Sunday 6 March 2011

While the cat's away

Except the cat isn't going away; we are. As previously mentioned. This will be a new experience for our already-very-disturbed Max, who is a needy and vocal individual, not good at being alone, although he has so far failed to make any friends in his new area. His insecurity probably scares potential playmates off. Also he doesn't have much to offer, being a eunuch.

Be that as it may, he will have to tough it out here for the next few days and I have asked the good Frau NN, our nice-but-nosey neighbour, to look after him. CG and I went over yesterday to ask her, and her little Bavarian blue eyes lit up, presumably at the prospect of finally getting a good squiz at the inside of our house. Of course she won't admit it, but she is sure to look in every single room - I would. The problem is I am now panicking at the thought of a real housewife, someone who takes true pride in their work and actually enjoys cleaning for its own sake, scrutinising my surfaces (marble, glass, wood - you name it, it's somewhere in this house). I can just picture her running a finger along the bookshelf, particularly where the tin soldier army stands knee-deep in dust, as CG doesn't want anyone to clean them except himself, yet seems to think that twice-yearly sessions with a soft cloth and Mr Sheen are sufficient. (I don't mind this at all, as the responsibility of polishing all those minute cannons and muskets and not breaking them brings me out in a cold sweat.)

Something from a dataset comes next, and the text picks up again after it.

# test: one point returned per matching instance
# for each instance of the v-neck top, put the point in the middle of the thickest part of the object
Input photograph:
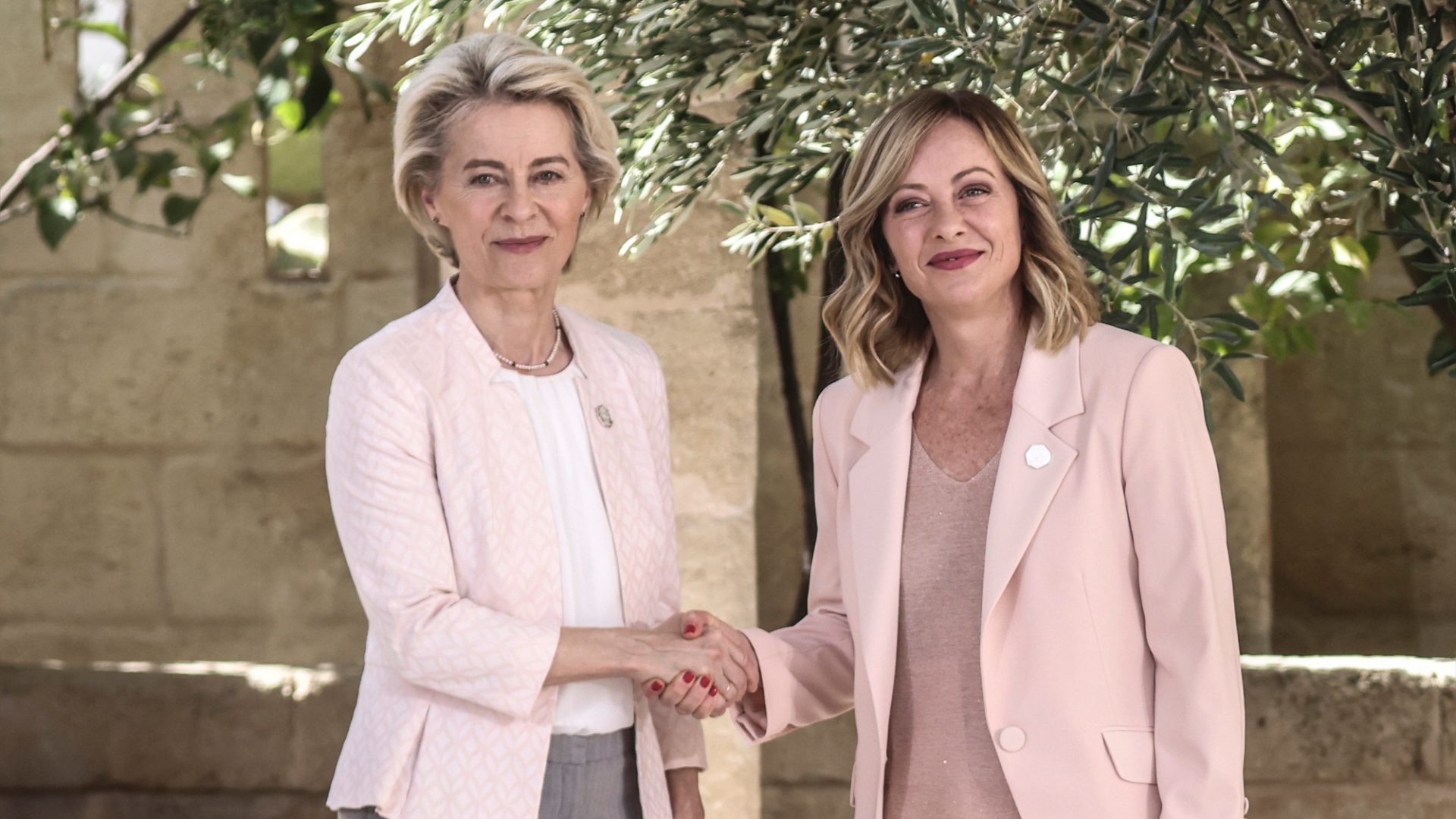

I shall be running around like a whirlwind tomorrow morning, sweeping up fruit loops and apple-tree clippings and whipping away the worst of the cobwebs. I even think I might leave a note on our bed - something along the lines of, 'if you are reading this, you are SNOOPING'. The kids think I should set booby-traps but I feel that is going a bit far. After all, she is a kind soul and without her help we would have to pack Max off to some distant boarding kennels. In fact I don't even know of any. Gaia wanted to lock her door but my father managed to put her off with the wise adage that there is nothing more interesting than a locked room. Best to leave the door wide open, he said, everything neat and tidy and absolutely nothing tantalising a la 'private, keep out'.

Must go and throw some pasta in a pan. Nothing like ready-made tortellini for a Sunday lunch!